Children are often overwhelmed by a complicated math expression or equation. Remind them to focus on just one step at a time. Big tasks become easier to think about and accomplish when broken down into small steps.

Try evaluating these expressions by following the order of operations rules and then check your answers by clicking on the "Show/ Hide Answer" link.

4 + (3 - 1) x 6 |

Click to Show/ Hide Answer
Parentheses come first, so 3 - 1 = 2. 4 + 2 x 6 Multiplication comes before addition, so 2 x 6 = 12 4 + 12 Addition is all that is left, so 4 + 12 = 16. |

(11 + 9) - 5 x 2 |

Click to Show/ Hide Answer
Parentheses come first, so 11 + 9 = 20 20 - 5 x 2 Multiplication comes before subtraction, so 5 x 2 =10 20 - 10 Subtraction is all that is left, so 20 - 10 = 10 |

[17 - (2 + 8) + 2] ÷ 3 |

Click to Show/ Hide Answer
Grouping symbols come first, and parentheses before brackets, so 2 + 8 = 10. That leaves: [17-10+2] in brackets. 17-10 = 7, 7 + 2 = 9. The total value inside the brackets is 9. That leaves just division: 9 ÷ 3 = 3 |

### Recap

- Mathematicians agreed upon certain rules for solving math, called the order of operations.
- Grouping symbols come first.
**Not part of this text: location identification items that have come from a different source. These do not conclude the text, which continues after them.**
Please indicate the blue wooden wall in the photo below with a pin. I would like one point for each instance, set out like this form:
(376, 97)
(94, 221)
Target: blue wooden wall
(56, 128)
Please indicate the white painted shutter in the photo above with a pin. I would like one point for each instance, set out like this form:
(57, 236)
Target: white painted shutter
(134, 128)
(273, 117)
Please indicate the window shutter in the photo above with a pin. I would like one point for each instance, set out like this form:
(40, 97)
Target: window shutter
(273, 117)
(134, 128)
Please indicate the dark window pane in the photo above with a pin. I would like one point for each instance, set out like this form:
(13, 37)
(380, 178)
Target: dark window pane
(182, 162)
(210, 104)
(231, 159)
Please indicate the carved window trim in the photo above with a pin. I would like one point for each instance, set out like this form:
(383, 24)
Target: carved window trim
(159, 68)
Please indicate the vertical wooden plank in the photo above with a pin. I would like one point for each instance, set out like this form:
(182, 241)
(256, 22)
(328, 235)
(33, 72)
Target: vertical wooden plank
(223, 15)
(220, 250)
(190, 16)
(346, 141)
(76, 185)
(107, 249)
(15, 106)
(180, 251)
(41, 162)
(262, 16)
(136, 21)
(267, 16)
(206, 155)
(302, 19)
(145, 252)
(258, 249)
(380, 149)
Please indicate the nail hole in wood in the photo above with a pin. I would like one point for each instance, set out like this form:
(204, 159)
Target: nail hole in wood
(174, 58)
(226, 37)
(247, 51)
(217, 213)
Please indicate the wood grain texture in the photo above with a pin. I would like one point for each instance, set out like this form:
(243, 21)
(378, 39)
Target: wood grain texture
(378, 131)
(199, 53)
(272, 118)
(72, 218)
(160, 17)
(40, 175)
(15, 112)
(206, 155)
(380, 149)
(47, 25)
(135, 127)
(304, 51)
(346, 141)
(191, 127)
If there is more than one grouping symbol they go in this order: parentheses, brackets, braces.
- Exponents come next. You will use these in future lessons. For this lesson, you just need to know that they come after grouping symbols in the order.
- Multiplication or Division comes next. They have the same priority, so whichever is first left to right goes first.
- Addition or Subtraction comes next. They have the same priority, so whichever is first left to right goes first.
- Don't feel overwhelmed by complicated problems. Take them step by step, one piece at a time, and you'll be able to solve them!

### Test Questions

Review the recap points above with your children and then print out the Assessment Worksheet below.

- Evaluating Expressions - Post-assessment (10 questions)

At least 7 out of 10 correct will show that your children are ready to go on to the next lesson: Writing Simple Expressions.